Vive polémique en France autour du politologue franco-algérien Nedjib Sidi Moussa
Le politologue a été pendant plusieurs jours traîné dans la boue par l’extrême-droite et ses relais dans les médias et les réseaux sociaux qui l’ont accusé notamment d’être un islamiste, ce qui dénote une ignorance totale de ses œuvres.
Il est victime de ceux-là mêmes qui défendent Sansal au nom de la liberté d’expression. Ce qu’ils permettent à l’écrivain franco-algérien ne le tolèrent pas au politologue qui a les mêmes origines que Sansal, parce qu’il ne tient pas le même discours vis-à-vis de l’islam, des musulmans et de l’Algérie que celui de l’auteur de « 2084 : la fin du monde ».
L’attaque la plus virulente est venue du peintre et dessinateur proche de l’extrême-droite Xavier Gorce. « Il y a de l’égorgeur en puissance dans cet argumentaire », a-t-il écrit sur X à propos du passage de Nedjib Sidi Moussa sur France 5.
« Il a mis une cible dans le dos de Boualem Sansal », l’a accusé pour sa part le journaliste Joseph Macé-Scaron sur Europe 1.
La sociologue Florence Bergeaud-Blackler, elle, a attaqué Sidi Moussa pour son analyse livrée à Mediapart.

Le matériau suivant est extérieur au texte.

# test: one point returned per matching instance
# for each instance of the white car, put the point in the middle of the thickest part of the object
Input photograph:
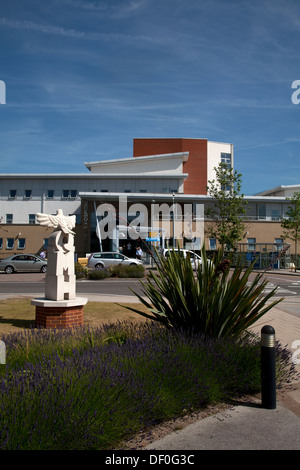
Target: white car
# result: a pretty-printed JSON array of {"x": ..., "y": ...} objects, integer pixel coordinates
[
  {"x": 195, "y": 259},
  {"x": 105, "y": 259}
]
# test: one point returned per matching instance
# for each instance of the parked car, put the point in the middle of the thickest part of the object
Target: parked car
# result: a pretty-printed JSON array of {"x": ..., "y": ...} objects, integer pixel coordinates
[
  {"x": 105, "y": 259},
  {"x": 195, "y": 259},
  {"x": 25, "y": 263}
]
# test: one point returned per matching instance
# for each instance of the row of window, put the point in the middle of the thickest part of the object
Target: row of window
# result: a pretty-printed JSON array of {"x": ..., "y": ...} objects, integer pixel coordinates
[
  {"x": 32, "y": 219},
  {"x": 72, "y": 193},
  {"x": 251, "y": 244},
  {"x": 66, "y": 193}
]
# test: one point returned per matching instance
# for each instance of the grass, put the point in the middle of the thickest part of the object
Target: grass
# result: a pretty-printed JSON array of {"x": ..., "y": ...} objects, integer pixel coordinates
[{"x": 92, "y": 387}]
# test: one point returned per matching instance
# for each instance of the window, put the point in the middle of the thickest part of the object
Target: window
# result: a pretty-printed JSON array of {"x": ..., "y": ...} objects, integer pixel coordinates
[
  {"x": 21, "y": 243},
  {"x": 262, "y": 211},
  {"x": 10, "y": 243},
  {"x": 32, "y": 218},
  {"x": 212, "y": 244},
  {"x": 278, "y": 244},
  {"x": 226, "y": 159},
  {"x": 251, "y": 244},
  {"x": 69, "y": 193},
  {"x": 275, "y": 214}
]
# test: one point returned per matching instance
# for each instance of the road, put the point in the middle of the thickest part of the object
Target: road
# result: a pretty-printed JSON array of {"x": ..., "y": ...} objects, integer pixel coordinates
[{"x": 34, "y": 285}]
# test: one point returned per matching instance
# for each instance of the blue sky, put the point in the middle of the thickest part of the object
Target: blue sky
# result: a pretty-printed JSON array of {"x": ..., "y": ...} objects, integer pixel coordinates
[{"x": 84, "y": 78}]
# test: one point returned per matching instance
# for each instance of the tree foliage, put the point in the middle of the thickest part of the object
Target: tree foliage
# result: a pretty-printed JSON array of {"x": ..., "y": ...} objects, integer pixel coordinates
[{"x": 228, "y": 208}]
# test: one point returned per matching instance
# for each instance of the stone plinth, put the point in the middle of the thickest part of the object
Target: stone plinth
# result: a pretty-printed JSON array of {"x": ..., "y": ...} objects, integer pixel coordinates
[{"x": 59, "y": 314}]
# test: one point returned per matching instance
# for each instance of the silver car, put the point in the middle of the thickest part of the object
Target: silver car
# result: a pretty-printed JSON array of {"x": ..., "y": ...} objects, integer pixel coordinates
[
  {"x": 106, "y": 259},
  {"x": 25, "y": 263}
]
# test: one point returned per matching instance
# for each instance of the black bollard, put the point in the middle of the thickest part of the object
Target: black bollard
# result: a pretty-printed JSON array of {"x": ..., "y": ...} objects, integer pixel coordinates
[{"x": 268, "y": 368}]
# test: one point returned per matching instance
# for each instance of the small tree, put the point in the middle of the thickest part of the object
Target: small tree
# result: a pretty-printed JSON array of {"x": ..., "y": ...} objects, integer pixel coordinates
[
  {"x": 229, "y": 207},
  {"x": 291, "y": 222}
]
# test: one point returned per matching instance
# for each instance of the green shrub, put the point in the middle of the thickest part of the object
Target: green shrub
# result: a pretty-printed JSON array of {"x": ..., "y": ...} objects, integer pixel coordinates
[
  {"x": 120, "y": 270},
  {"x": 215, "y": 300},
  {"x": 80, "y": 271}
]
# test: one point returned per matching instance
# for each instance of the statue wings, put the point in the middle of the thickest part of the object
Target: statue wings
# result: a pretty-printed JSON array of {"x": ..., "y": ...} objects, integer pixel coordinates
[{"x": 64, "y": 223}]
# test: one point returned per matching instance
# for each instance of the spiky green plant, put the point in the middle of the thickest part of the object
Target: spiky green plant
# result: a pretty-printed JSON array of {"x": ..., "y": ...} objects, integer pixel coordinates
[{"x": 216, "y": 300}]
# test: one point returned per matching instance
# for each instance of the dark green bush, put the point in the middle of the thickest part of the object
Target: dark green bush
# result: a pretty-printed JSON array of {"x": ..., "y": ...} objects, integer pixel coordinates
[{"x": 216, "y": 301}]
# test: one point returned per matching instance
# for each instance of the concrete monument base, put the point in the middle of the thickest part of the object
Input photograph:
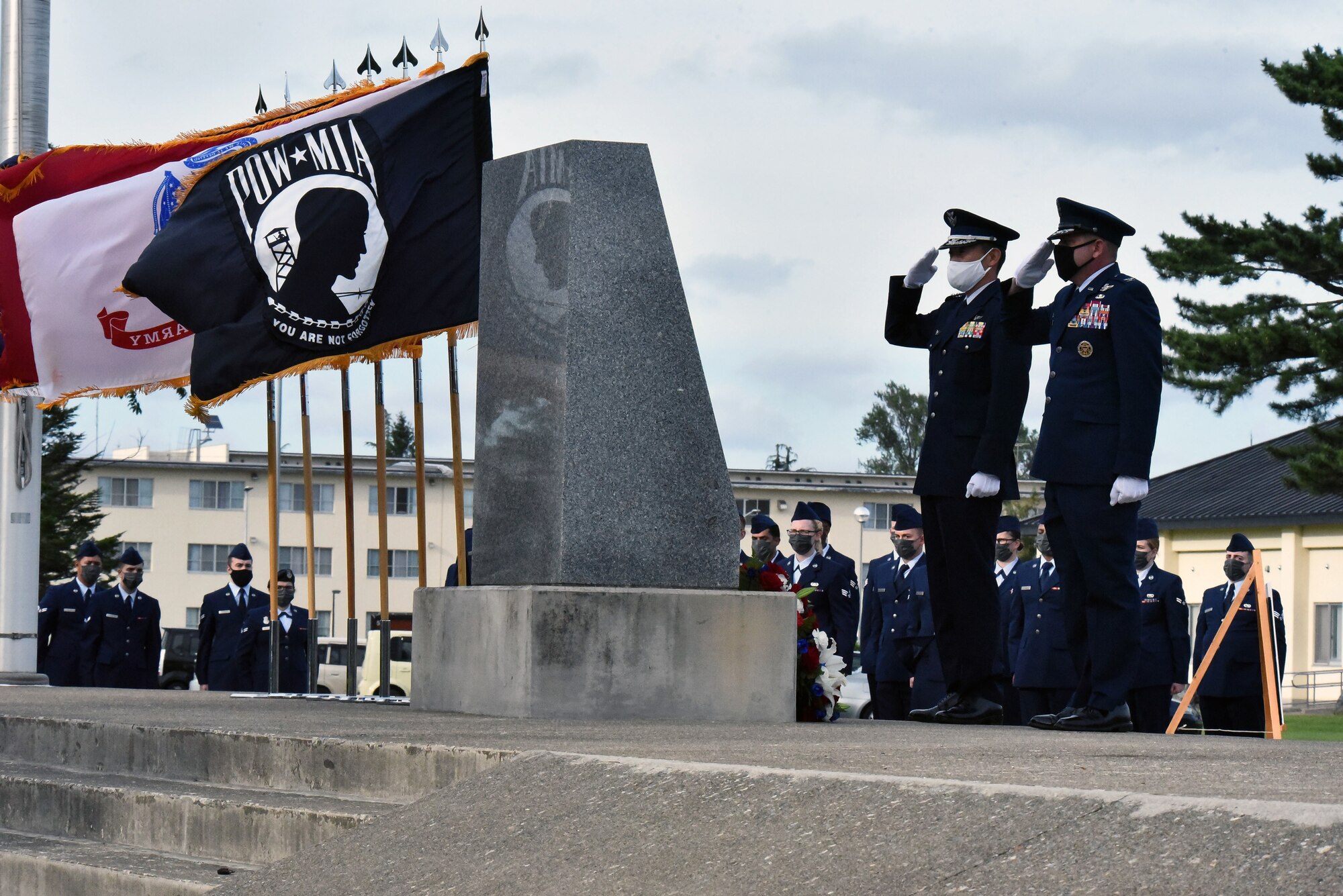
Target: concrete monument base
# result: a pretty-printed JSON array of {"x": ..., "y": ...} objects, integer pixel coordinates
[{"x": 566, "y": 652}]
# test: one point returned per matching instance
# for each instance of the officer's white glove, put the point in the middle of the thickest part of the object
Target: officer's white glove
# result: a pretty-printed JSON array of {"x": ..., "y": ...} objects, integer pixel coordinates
[
  {"x": 923, "y": 270},
  {"x": 1035, "y": 268},
  {"x": 1127, "y": 490},
  {"x": 982, "y": 486}
]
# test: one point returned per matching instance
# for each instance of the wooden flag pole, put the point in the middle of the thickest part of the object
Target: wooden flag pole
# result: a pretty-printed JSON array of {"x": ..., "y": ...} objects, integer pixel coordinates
[
  {"x": 385, "y": 623},
  {"x": 1268, "y": 655},
  {"x": 1255, "y": 575},
  {"x": 273, "y": 494},
  {"x": 310, "y": 498},
  {"x": 422, "y": 544},
  {"x": 459, "y": 481},
  {"x": 351, "y": 623}
]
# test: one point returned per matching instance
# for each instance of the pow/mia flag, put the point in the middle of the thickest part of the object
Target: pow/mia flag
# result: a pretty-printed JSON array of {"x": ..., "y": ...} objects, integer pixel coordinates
[{"x": 346, "y": 236}]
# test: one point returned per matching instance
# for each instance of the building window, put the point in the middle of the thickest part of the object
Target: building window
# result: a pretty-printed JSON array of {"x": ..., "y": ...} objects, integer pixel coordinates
[
  {"x": 401, "y": 565},
  {"x": 116, "y": 491},
  {"x": 292, "y": 497},
  {"x": 749, "y": 507},
  {"x": 207, "y": 558},
  {"x": 1329, "y": 621},
  {"x": 296, "y": 560},
  {"x": 146, "y": 549},
  {"x": 209, "y": 494},
  {"x": 401, "y": 501}
]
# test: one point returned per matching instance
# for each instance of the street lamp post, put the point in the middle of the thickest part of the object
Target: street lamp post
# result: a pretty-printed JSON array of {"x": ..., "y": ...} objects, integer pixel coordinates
[{"x": 863, "y": 515}]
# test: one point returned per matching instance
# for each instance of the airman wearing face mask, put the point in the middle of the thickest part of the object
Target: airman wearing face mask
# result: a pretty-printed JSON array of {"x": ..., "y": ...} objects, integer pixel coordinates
[{"x": 977, "y": 389}]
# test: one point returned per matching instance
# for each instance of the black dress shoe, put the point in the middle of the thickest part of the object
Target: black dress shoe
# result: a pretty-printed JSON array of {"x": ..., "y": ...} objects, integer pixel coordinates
[
  {"x": 972, "y": 711},
  {"x": 1048, "y": 721},
  {"x": 1094, "y": 719},
  {"x": 931, "y": 713}
]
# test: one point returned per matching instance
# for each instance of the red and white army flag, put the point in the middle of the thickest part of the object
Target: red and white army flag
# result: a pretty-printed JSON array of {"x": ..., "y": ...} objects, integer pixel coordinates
[{"x": 73, "y": 251}]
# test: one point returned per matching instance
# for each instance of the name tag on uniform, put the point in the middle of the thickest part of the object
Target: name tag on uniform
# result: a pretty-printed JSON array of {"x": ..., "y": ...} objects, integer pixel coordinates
[
  {"x": 1094, "y": 315},
  {"x": 972, "y": 330}
]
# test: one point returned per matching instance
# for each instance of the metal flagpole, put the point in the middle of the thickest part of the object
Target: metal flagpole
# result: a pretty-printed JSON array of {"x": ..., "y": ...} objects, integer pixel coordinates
[
  {"x": 459, "y": 482},
  {"x": 422, "y": 544},
  {"x": 273, "y": 494},
  {"x": 351, "y": 623},
  {"x": 26, "y": 34},
  {"x": 310, "y": 498},
  {"x": 385, "y": 623}
]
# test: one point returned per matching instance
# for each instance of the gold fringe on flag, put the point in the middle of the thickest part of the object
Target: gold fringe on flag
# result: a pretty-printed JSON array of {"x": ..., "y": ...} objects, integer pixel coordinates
[{"x": 404, "y": 348}]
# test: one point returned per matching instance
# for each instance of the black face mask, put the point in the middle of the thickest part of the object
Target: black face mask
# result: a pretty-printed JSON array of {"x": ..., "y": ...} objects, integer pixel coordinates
[{"x": 1066, "y": 259}]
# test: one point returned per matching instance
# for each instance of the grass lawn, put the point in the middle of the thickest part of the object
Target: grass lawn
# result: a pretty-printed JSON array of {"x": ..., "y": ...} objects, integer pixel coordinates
[{"x": 1314, "y": 728}]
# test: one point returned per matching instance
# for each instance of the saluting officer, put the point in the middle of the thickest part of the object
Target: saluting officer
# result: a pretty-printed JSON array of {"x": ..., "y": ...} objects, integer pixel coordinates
[
  {"x": 835, "y": 601},
  {"x": 871, "y": 616},
  {"x": 122, "y": 636},
  {"x": 61, "y": 617},
  {"x": 966, "y": 468},
  {"x": 254, "y": 640},
  {"x": 1037, "y": 635},
  {"x": 1095, "y": 447},
  {"x": 221, "y": 619},
  {"x": 1232, "y": 694},
  {"x": 1007, "y": 558},
  {"x": 1164, "y": 659}
]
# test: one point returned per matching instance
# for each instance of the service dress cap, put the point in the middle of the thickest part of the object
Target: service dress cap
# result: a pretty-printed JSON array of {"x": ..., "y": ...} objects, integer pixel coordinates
[
  {"x": 968, "y": 227},
  {"x": 1075, "y": 216}
]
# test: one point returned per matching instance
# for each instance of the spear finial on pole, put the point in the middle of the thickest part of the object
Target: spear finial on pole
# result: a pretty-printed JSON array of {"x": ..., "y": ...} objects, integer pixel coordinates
[
  {"x": 370, "y": 66},
  {"x": 440, "y": 43},
  {"x": 335, "y": 82},
  {"x": 481, "y": 31},
  {"x": 405, "y": 59}
]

« Nedjib Sidi Moussa, politologue sans poste, mais au service de son maître, crache son venin sur Boualem Sansal, Kamel Daoud et tous les Arabes qui ne servent pas la cause « indigène ». Ce qu’il a dit en plateau est bien peu par rapport à ce qu’il confie ici à Mediapart », a écrit sur X celle qui a consacré plusieurs ouvrages aux Frères musulmans.
Par ailleurs, la chercheuse affiliée au CNRS a qualifié le politologue de « pauvre con », suscitant l’indignation de nombreux universitaires.
Cependant, il n’y a pas que l’extrême-droite qui se fait entendre en France. Beaucoup de voix se sont élevées pour défendre Nedjib Sidi Moussa et le politologue lui-même s’en est félicité.
Le soutien le plus remarquable qui lui a été exprimé est celui d’une quarantaine d’historiens et enseignants à travers une tribune publiée dans plusieurs médias, dont Mediapart.
« Cette polémique est symptomatique du climat actuel où toute nuance semble être perçue par les uns et par les autres comme une attaque ou une trahison », écrivent les historiens.
Les auteurs de ces attaques « poussent à assimiler tous les hommes d’origine algérienne qui montreraient un peu de nuance dans leur propos à un terroriste islamiste en puissance », ajoutent les signataires, soulignant que dans la même émission, un autre intervenant, Sébastien Ledoux, a tenu des propos similaires à ceux de Nedjib Sidi Moussa, mais il a été épargné par les attaques.
Pourtant, ajoute-t-il, « une simple recherche sur le parcours de Nedjib Sidi Moussa, une écoute de ses interviews ou une lecture de ses livres auraient bien montré que ce chercheur a pris clairement position contre l’islamisme ».